Fellow project: "Kafka als Analytiker. Abstinenz als Modus des Schreibens"
Leben und Werk vermischen sich bei Franz Kafka unaufhörlich. Differenzierte Beschreibungen dieser Verwebung stellen zugleich aktuelle Thesen in der Kafka-Forschung, spätestens seit Ende der 1990er Jahre dar – und ein avanciertes Modell dafür, die Krux der gegenseitigen Durchdringung von Leben und Werk Franz Kafkas in den Griff zu bekommen. Wo kann man nun ansetzen, um die Vernetzung von Leben und Werk einerseits, Kafkas „monströse“ Texte andererseits wieder und verschoben zu fokussieren?

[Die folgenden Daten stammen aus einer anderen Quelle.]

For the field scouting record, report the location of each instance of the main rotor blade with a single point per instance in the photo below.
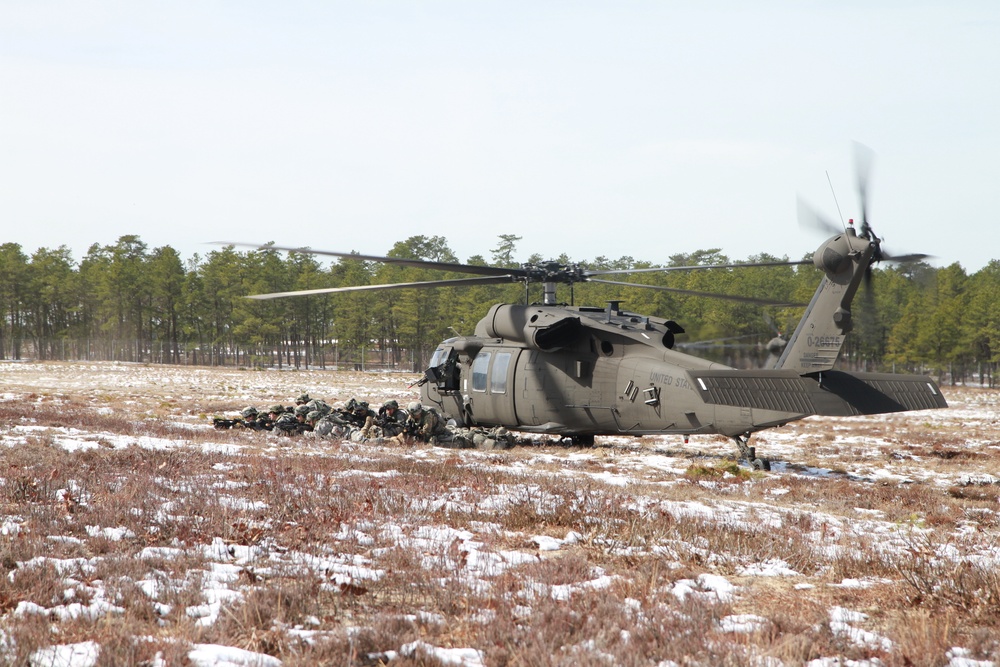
(485, 280)
(863, 158)
(695, 267)
(904, 259)
(711, 295)
(400, 261)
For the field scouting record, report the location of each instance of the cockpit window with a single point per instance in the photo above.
(438, 358)
(498, 379)
(479, 368)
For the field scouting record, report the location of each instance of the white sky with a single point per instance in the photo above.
(590, 128)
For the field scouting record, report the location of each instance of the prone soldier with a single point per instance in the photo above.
(391, 420)
(253, 421)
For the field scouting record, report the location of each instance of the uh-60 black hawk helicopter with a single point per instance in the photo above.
(582, 371)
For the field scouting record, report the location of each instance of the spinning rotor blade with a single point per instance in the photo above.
(711, 295)
(485, 280)
(695, 267)
(400, 261)
(863, 158)
(905, 259)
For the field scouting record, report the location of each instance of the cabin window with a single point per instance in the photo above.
(438, 358)
(498, 378)
(479, 367)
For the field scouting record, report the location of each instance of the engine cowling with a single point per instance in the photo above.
(537, 327)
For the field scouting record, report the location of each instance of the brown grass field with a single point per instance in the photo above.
(132, 533)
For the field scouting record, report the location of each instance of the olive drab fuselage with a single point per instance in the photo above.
(585, 371)
(612, 372)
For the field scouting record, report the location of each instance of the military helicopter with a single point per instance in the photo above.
(583, 371)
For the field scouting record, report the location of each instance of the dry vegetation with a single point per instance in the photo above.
(127, 523)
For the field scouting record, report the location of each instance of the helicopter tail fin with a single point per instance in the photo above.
(816, 344)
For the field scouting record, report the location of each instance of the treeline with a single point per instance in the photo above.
(128, 302)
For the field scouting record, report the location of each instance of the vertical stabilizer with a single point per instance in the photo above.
(818, 339)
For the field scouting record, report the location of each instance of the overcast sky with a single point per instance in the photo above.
(588, 128)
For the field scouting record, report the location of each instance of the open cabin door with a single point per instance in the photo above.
(442, 388)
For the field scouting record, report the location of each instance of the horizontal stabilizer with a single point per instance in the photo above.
(830, 393)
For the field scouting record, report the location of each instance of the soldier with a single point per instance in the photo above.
(300, 417)
(284, 422)
(361, 414)
(424, 424)
(391, 420)
(329, 426)
(320, 406)
(251, 421)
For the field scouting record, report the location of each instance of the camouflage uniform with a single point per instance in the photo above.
(286, 424)
(391, 420)
(426, 425)
(251, 421)
(486, 438)
(320, 406)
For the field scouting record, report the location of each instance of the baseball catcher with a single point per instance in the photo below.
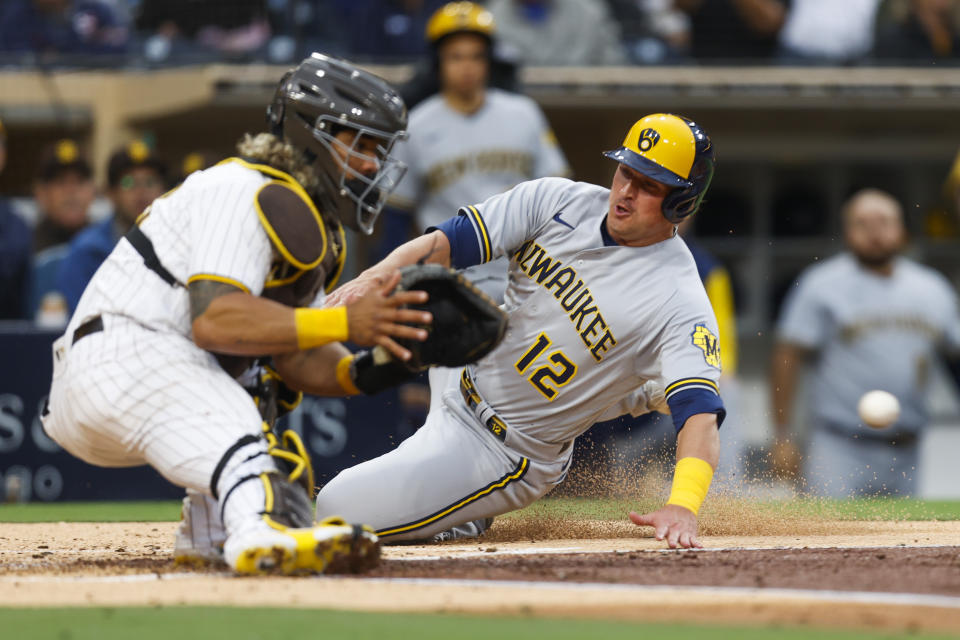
(229, 271)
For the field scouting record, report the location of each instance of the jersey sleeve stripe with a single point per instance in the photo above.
(216, 278)
(691, 401)
(484, 234)
(496, 485)
(687, 383)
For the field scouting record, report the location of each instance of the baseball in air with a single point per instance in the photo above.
(878, 409)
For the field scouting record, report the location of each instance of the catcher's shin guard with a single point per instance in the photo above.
(269, 516)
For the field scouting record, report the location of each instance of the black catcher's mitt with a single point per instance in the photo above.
(467, 323)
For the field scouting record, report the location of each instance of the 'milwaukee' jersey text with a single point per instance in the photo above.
(577, 300)
(590, 321)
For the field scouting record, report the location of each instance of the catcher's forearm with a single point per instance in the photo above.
(313, 371)
(786, 360)
(698, 450)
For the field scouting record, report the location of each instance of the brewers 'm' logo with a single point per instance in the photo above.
(648, 139)
(705, 340)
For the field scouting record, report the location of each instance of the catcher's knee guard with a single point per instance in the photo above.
(375, 370)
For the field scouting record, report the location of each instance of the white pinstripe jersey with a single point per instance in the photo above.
(589, 322)
(207, 228)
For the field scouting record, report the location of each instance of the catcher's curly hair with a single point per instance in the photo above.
(269, 149)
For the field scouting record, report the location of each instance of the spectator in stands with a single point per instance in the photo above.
(50, 27)
(722, 30)
(468, 142)
(15, 251)
(135, 178)
(559, 32)
(387, 30)
(64, 192)
(238, 28)
(866, 319)
(828, 32)
(919, 30)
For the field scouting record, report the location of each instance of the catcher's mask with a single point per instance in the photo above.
(673, 150)
(320, 98)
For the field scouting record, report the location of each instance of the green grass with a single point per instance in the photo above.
(590, 508)
(250, 624)
(150, 511)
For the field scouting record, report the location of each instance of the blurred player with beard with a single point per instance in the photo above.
(873, 320)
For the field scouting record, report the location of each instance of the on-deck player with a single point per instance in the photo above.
(604, 302)
(226, 268)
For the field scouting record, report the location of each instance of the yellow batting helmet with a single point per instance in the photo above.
(459, 17)
(675, 151)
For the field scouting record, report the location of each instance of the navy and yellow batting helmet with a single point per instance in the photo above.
(459, 17)
(675, 151)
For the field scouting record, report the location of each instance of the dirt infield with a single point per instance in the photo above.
(902, 576)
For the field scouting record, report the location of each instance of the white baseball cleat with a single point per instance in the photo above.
(200, 535)
(331, 546)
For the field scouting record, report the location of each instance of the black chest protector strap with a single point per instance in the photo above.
(144, 247)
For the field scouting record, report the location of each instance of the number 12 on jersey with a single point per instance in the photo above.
(548, 378)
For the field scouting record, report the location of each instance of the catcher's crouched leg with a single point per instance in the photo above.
(200, 535)
(269, 520)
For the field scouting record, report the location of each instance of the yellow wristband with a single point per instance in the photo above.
(343, 375)
(317, 327)
(691, 481)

In dem Buchprojekt wird das Schreiben als Akt der Kreativität, der Text und Mensch verbindet, erörtert. Damit wird heuristisch jener Modus des Schreibens ergründet, der das Werk Franz Kafkas so einzigartig macht. Die Arbeitshypothese ist, dass eine Verflechtung der Art, wie sie zwischen Leben und Werk bei Franz Kafka zu Tage tritt, durch eine Regel vollzogen wird: die der Abstinenz. Das Prinzip Kafkaschen Schreibens soll anhand der Paradigmen von Wunde, Begehren und Kunst verfolgt werden. Ließe sich das Prinzip der Abstinenz durch das Werk Kafkas nachweisen, wäre dem Mythos Kafka ein Ende gesetzt: Der zwanghaft Schreibende und triebhaft Unterdrückte, der Beziehungsunfähige und Muttersohn, schließlich der tragisch Kranke und elend Sterbende wäre nicht mehr nur passionierter ‚Wahnsinniger’, sondern Analytiker. Der passio des nächtlichen Schreibens wäre eine ratio des intervenierenden Reflektierens an die Seite gestellt, anhand der ein neuer Blick auf die Texte, und auch auf denjenigen, der hinter den Texten steht, eröffnet werden könnte.